English setup is bad against 1...c6 and 2...d5 (Caro Kann Defensive), because you can't even reach the shape without the pawn on c4 being either taken or cxd5. 

DrChromosomes
pfren wrote:
zSiriius wrote:

@4

Why do you think the King's Indian Attack is bad against Bf5?

Also, Botvinnik's English opening setup is good against 1.c4 e5

English setup is bad against 1...c6 and 2...d5 (Caro Kann Defensive), because you can't even reach the shape without the pawn on c4 being either taken or cxd5. 

 

It is not "bad", but Black has a rather staightforward game without many issues on Capablanca (...Bf5) or Lasker (...Bg4) setups against the KID.

The Botvinnik setup is barely playable against 1...e5. It is played either against 1.c4 c5 symmetrical systems, or against Fianchetto systems.

And... that English setup is quite challenging against d5/c6 setups (you caould call them "Slav", but certainly not "Caro Kann defensive", as there is no Caro-kann without a pawn at e4). You will be surprised to find how poular the following position is currently:

 

White proceeds normally with Bg2, 0-0 enad straightforward development without bothering about recovering the pawn at c4- sometimes he even sacrifises a pawn with b2-b3 to get a Queenside bind.

I think I worded it poorly, when I said "English Setup" I was referring to the Botvinnik Setup. But what makes it bad against 1...c5?

I've seen the text say Caro-Kann Defensive when 1.c4 c6 is played. But I don't really know what that opening is.

KeSetoKaiba
zSiriius wrote:

What makes openings like the Stonewall, Colle, London, different than the English, Italian, and Caro-Kann?

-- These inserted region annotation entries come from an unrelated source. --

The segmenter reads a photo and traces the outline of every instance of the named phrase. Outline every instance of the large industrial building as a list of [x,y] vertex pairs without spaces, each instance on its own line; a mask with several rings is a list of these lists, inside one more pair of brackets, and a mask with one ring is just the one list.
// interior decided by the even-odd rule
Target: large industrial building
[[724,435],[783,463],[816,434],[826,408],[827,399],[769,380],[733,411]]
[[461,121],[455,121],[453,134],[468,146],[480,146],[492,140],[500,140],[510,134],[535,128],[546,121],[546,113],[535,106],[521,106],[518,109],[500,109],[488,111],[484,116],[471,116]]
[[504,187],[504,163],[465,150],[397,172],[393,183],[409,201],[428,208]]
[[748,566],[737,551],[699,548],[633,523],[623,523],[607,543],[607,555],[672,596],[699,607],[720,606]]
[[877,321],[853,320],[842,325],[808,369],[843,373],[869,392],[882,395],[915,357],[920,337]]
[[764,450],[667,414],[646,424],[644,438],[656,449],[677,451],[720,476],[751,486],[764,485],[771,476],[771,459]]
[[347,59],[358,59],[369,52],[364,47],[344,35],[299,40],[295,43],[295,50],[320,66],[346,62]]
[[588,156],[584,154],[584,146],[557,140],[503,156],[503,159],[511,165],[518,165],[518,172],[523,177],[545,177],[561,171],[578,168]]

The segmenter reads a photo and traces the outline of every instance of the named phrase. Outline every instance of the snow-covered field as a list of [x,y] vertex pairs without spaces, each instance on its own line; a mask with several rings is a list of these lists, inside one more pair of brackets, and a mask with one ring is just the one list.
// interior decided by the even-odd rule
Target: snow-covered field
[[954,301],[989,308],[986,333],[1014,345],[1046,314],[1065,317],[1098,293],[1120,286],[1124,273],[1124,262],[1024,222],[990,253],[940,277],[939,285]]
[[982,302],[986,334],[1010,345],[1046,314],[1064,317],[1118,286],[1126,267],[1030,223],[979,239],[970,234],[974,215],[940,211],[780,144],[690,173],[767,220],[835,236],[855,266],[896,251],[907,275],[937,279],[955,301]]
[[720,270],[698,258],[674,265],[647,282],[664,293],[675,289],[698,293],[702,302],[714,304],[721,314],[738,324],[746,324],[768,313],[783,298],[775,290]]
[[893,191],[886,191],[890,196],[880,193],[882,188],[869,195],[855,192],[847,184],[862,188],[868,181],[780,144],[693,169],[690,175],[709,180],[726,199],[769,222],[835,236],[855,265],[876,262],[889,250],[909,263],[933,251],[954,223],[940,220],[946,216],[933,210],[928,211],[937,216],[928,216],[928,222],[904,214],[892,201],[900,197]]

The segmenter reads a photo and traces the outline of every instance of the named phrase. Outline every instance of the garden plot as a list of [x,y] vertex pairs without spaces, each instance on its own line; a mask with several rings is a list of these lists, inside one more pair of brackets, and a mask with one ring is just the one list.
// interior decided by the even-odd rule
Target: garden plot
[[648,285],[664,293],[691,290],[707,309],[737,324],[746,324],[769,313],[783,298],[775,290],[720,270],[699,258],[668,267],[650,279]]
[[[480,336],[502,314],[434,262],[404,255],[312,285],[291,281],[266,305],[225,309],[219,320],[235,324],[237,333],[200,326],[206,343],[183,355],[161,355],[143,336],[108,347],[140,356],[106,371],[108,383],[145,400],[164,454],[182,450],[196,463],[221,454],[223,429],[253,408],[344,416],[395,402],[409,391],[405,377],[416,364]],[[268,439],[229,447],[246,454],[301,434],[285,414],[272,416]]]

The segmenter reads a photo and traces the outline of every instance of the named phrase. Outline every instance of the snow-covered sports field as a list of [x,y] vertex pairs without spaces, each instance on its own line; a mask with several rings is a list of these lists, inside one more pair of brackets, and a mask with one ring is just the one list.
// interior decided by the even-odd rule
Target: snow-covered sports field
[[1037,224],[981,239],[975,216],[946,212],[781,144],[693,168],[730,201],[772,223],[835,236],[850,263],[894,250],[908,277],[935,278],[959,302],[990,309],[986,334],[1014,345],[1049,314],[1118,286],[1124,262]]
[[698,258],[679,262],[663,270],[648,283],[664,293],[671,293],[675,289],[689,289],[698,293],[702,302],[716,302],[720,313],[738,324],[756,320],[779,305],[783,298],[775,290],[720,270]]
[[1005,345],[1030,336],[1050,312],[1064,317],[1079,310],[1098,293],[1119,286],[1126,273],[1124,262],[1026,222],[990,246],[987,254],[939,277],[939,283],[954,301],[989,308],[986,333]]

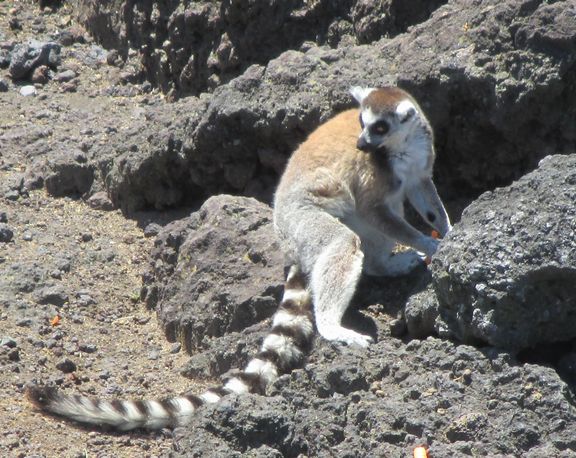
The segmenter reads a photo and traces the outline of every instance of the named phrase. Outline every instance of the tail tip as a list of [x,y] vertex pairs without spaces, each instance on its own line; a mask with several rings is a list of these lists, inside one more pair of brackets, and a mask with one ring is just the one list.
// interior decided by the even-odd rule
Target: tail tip
[[25,387],[25,394],[28,400],[35,407],[46,409],[46,407],[57,397],[57,390],[51,386],[30,383]]

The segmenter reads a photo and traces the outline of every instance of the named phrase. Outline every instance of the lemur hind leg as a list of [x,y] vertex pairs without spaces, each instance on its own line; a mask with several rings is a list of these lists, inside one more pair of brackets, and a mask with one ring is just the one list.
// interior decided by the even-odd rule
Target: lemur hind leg
[[386,237],[380,230],[364,219],[354,216],[345,221],[362,241],[365,253],[364,271],[377,277],[406,275],[424,265],[424,255],[415,250],[393,253],[396,242]]
[[[317,215],[315,225],[322,227],[321,232],[315,232],[316,240],[309,240],[321,246],[310,272],[318,332],[327,340],[366,347],[372,342],[370,336],[342,326],[342,317],[362,274],[364,254],[360,238],[328,214]],[[327,233],[329,239],[325,236]]]

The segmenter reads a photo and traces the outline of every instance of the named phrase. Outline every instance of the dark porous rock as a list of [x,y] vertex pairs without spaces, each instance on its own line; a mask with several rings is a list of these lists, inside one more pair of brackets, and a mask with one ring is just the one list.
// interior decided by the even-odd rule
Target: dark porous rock
[[6,223],[0,223],[0,242],[8,243],[14,238],[14,231]]
[[[94,148],[92,156],[116,207],[131,213],[190,204],[204,196],[190,179],[194,164],[182,148],[205,108],[206,101],[195,98],[150,107],[129,129],[111,137],[112,146]],[[219,167],[216,157],[213,167]]]
[[576,452],[573,395],[552,369],[437,338],[366,350],[320,343],[268,394],[199,409],[176,430],[176,456],[411,456],[416,445],[439,457]]
[[83,195],[94,181],[93,166],[78,151],[54,151],[46,166],[44,186],[55,197]]
[[164,92],[197,95],[288,49],[308,43],[368,43],[397,35],[446,0],[385,0],[374,5],[363,0],[256,0],[250,7],[238,0],[186,0],[162,7],[140,2],[134,8],[122,0],[74,3],[79,22],[106,48],[118,49],[123,57],[130,47],[139,48],[147,79]]
[[207,342],[208,348],[193,354],[181,369],[190,378],[214,378],[229,371],[243,369],[255,356],[266,333],[267,322],[257,323],[240,332],[230,332]]
[[279,397],[230,396],[204,406],[186,428],[176,429],[174,456],[298,456],[306,444],[294,437],[294,417]]
[[60,64],[60,45],[54,42],[30,40],[17,44],[10,59],[8,73],[13,80],[25,79],[32,71],[46,65],[56,68]]
[[576,338],[576,155],[468,207],[433,259],[441,335],[513,351]]
[[60,83],[65,83],[67,81],[73,80],[74,78],[76,78],[76,72],[74,70],[64,70],[54,75],[54,81],[58,81]]
[[64,358],[56,363],[56,369],[65,374],[70,374],[76,370],[76,363],[68,358]]
[[146,301],[168,339],[188,351],[270,316],[284,277],[272,211],[246,197],[212,197],[167,225],[151,263]]
[[[183,38],[191,30],[187,24],[210,28],[204,20],[220,14],[212,4],[194,5],[188,15],[183,7],[170,16],[169,32],[162,34],[180,34],[170,46],[192,46]],[[251,61],[211,95],[147,107],[142,119],[95,145],[91,154],[115,206],[128,213],[218,193],[269,202],[298,144],[319,123],[354,106],[350,86],[397,84],[414,94],[435,129],[441,195],[470,202],[534,169],[545,155],[573,150],[576,21],[569,20],[572,10],[563,5],[490,0],[479,7],[452,0],[392,39],[362,46],[346,42],[336,49],[311,45],[274,54],[272,60]],[[330,9],[324,4],[318,8]],[[158,17],[164,14],[168,11]],[[244,23],[251,14],[234,10],[231,17]],[[550,23],[562,27],[552,30]],[[138,24],[130,30],[139,34],[155,27]],[[229,41],[234,49],[227,48]],[[218,41],[215,56],[234,66],[236,46],[228,35]],[[206,75],[197,71],[196,57],[178,61],[175,66],[189,68],[172,68],[168,75],[158,65],[171,54],[152,48],[143,53],[155,56],[146,61],[147,71],[157,72],[153,80],[161,79],[166,87],[181,85],[184,92],[202,87],[199,81]],[[183,72],[180,79],[178,72]]]
[[36,67],[32,72],[32,77],[30,81],[34,84],[46,84],[50,79],[50,68],[47,65],[40,65]]
[[404,317],[410,337],[423,339],[435,334],[438,299],[432,285],[408,299],[404,308]]

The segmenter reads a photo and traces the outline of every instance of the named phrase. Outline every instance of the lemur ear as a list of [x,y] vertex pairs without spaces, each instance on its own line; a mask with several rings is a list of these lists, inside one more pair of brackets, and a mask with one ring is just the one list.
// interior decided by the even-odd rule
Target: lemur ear
[[416,114],[416,107],[409,100],[403,100],[396,107],[396,115],[401,123],[408,121]]
[[361,105],[362,101],[374,90],[373,87],[354,86],[350,88],[350,94]]

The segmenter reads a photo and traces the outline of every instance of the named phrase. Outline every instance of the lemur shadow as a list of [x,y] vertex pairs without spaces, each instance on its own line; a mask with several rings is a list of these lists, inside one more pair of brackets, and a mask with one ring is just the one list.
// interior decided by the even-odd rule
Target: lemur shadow
[[424,265],[401,277],[362,275],[342,323],[375,342],[390,335],[403,337],[407,333],[403,318],[406,303],[431,281],[432,275]]

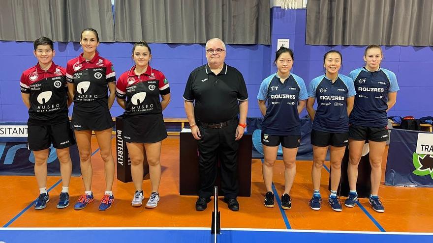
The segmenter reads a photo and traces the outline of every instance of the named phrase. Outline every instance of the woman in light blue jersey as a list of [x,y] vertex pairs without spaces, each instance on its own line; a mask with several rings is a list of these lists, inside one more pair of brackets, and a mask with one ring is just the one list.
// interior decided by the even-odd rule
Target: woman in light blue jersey
[[294,60],[291,50],[280,48],[275,54],[277,72],[263,80],[257,95],[259,108],[264,116],[261,141],[265,159],[262,171],[267,191],[264,203],[268,208],[275,205],[272,178],[280,143],[285,167],[281,206],[285,210],[292,207],[289,193],[296,173],[296,154],[301,143],[299,113],[305,107],[308,97],[304,80],[290,73]]
[[364,56],[366,66],[349,74],[353,80],[356,96],[349,119],[350,152],[347,173],[350,191],[344,202],[345,205],[351,208],[358,201],[358,165],[365,141],[368,140],[371,166],[371,191],[369,201],[373,209],[379,213],[385,212],[377,195],[382,175],[382,156],[389,138],[386,112],[396,104],[397,91],[400,89],[396,75],[380,67],[383,58],[380,46],[369,46]]
[[[349,141],[349,114],[353,107],[355,92],[353,81],[348,77],[339,74],[342,57],[337,51],[331,50],[323,57],[325,74],[314,79],[308,89],[307,110],[313,122],[311,142],[313,161],[311,177],[314,193],[309,201],[314,210],[320,209],[320,178],[322,167],[328,147],[331,152],[331,194],[328,200],[335,211],[342,210],[337,197],[337,190],[341,177],[341,160]],[[317,101],[317,108],[313,105]]]

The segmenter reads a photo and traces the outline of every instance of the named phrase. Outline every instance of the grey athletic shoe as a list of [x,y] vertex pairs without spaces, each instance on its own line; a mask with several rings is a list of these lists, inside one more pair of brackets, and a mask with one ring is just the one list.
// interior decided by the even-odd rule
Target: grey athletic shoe
[[158,206],[158,202],[159,201],[159,194],[157,192],[152,192],[151,194],[151,197],[147,203],[146,204],[146,207],[149,209],[153,209],[156,208]]
[[136,190],[134,194],[134,198],[132,199],[132,207],[140,207],[143,204],[143,199],[144,196],[143,195],[142,190]]

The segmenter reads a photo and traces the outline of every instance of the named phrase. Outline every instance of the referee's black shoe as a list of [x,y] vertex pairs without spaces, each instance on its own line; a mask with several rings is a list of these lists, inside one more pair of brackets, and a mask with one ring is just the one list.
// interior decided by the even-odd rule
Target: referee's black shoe
[[211,197],[198,197],[195,202],[195,210],[197,211],[203,211],[208,207],[208,203],[211,201]]
[[229,209],[232,211],[239,211],[239,203],[236,198],[224,198],[224,201],[227,203],[227,206]]

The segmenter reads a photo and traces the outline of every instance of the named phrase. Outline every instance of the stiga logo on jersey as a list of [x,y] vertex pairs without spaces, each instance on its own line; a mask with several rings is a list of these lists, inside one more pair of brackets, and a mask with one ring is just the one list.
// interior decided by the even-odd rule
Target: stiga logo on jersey
[[81,63],[79,62],[76,62],[74,64],[74,65],[72,66],[72,67],[74,68],[74,70],[75,71],[79,70],[80,68],[83,67],[83,65],[81,65]]
[[39,77],[39,75],[37,75],[37,73],[36,72],[33,72],[29,75],[29,78],[32,81],[37,80],[38,77]]
[[433,155],[414,153],[412,161],[415,168],[412,173],[421,176],[430,175],[433,179]]

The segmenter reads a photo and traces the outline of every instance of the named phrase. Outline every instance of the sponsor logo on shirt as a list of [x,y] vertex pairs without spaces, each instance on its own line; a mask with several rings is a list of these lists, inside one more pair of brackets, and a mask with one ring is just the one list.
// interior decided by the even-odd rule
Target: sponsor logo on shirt
[[81,65],[81,63],[76,62],[74,64],[74,65],[72,66],[72,67],[74,68],[74,70],[78,71],[80,68],[83,67],[83,65]]
[[97,79],[99,79],[102,77],[102,74],[101,74],[101,73],[99,73],[99,72],[96,72],[93,75],[93,76],[94,76],[94,77],[95,78],[96,78]]
[[135,81],[135,79],[132,78],[132,77],[130,77],[129,78],[128,78],[127,81],[128,84],[132,84],[134,83],[134,82]]
[[38,77],[39,75],[37,75],[37,73],[35,71],[29,75],[29,78],[32,81],[37,80]]
[[39,104],[44,105],[46,104],[50,100],[50,99],[51,99],[52,95],[52,91],[44,91],[39,94],[36,99]]
[[62,82],[57,80],[54,81],[54,87],[60,88],[62,86]]
[[383,92],[385,89],[383,88],[371,88],[370,87],[358,87],[358,91],[365,92]]
[[278,90],[278,85],[271,86],[271,90],[272,90],[273,91],[274,90]]
[[287,94],[279,94],[276,95],[271,95],[271,99],[296,99],[295,95],[290,95]]
[[320,96],[321,100],[331,100],[331,101],[343,101],[344,100],[344,96],[335,96],[333,95],[321,95]]

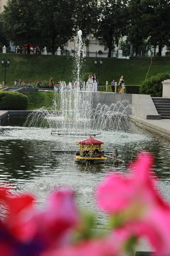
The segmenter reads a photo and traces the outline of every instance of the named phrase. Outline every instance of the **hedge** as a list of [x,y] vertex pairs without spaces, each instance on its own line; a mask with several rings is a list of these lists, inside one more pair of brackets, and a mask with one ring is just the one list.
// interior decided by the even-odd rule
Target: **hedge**
[[170,73],[168,73],[152,76],[141,85],[140,93],[141,94],[149,94],[152,97],[162,97],[162,82],[167,79],[170,79]]
[[[100,91],[106,91],[106,88],[105,85],[97,86],[97,90]],[[125,93],[130,94],[139,94],[140,85],[125,85]],[[114,85],[108,85],[108,93],[114,93]],[[121,90],[121,88],[119,85],[117,87],[117,92]]]
[[0,110],[26,110],[28,106],[27,96],[20,93],[0,91]]
[[125,86],[126,93],[129,94],[139,94],[140,85]]

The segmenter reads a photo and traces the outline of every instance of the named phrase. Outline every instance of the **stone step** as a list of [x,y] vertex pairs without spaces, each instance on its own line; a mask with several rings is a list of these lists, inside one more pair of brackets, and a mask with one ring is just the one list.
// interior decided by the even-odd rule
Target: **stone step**
[[170,119],[170,116],[161,116],[161,119]]
[[162,102],[162,101],[160,101],[160,100],[158,100],[158,101],[153,101],[153,102],[154,104],[162,104],[162,105],[164,105],[165,104],[170,104],[170,101],[164,101],[164,102]]
[[158,98],[157,97],[152,97],[152,99],[153,101],[155,101],[156,100],[167,100],[168,101],[170,101],[170,98]]
[[155,106],[170,106],[170,102],[153,102]]
[[170,115],[170,111],[166,110],[157,110],[158,113],[159,115],[163,115],[163,114],[168,114]]
[[156,110],[159,111],[170,111],[170,108],[156,108]]
[[162,116],[170,116],[170,113],[159,113],[159,114],[161,115],[161,119],[162,118]]

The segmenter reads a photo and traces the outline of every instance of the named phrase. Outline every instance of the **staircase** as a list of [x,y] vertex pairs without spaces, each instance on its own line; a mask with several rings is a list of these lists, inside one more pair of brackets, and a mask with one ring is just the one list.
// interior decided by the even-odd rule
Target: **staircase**
[[170,119],[170,98],[152,97],[161,119]]

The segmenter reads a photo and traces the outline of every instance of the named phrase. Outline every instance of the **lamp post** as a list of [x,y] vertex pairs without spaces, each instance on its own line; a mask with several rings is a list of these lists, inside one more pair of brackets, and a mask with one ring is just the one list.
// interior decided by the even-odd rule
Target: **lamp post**
[[4,74],[4,84],[6,84],[6,68],[9,67],[9,63],[10,60],[8,58],[7,61],[6,61],[3,58],[2,59],[2,67],[5,68],[5,74]]
[[100,60],[99,61],[96,58],[94,60],[94,64],[96,66],[96,67],[97,67],[98,69],[98,76],[99,76],[99,69],[100,67],[102,67],[102,64],[103,63],[103,60],[102,58],[100,58]]

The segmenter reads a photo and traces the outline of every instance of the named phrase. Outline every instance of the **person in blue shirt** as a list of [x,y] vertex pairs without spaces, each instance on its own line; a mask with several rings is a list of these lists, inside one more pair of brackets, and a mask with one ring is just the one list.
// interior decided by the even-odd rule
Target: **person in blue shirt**
[[111,85],[114,85],[115,84],[115,81],[113,79],[113,81],[111,83]]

Yes! Great question! I haven't seen much written on this subject, so I put in a several hours and tried to catalogue all the opening category "types" of opening names. I mean what makes something an "Opening" versus a "System" versus a "Formation" and so on. Well...there is an answer and I made a roughly 45 min YouTube video on it. The video is simply a list of the various opening types I could think of and I have at least one example of each. happy.png

Haven't seen anyone do something exactly like this before, so I was happy with this topic idea.

PleasantEscalator

As a London player myself, I can attest to the fact that a system is basically a set of moves, (although the order could change depending on the opponent's moves) which you can play against many openings.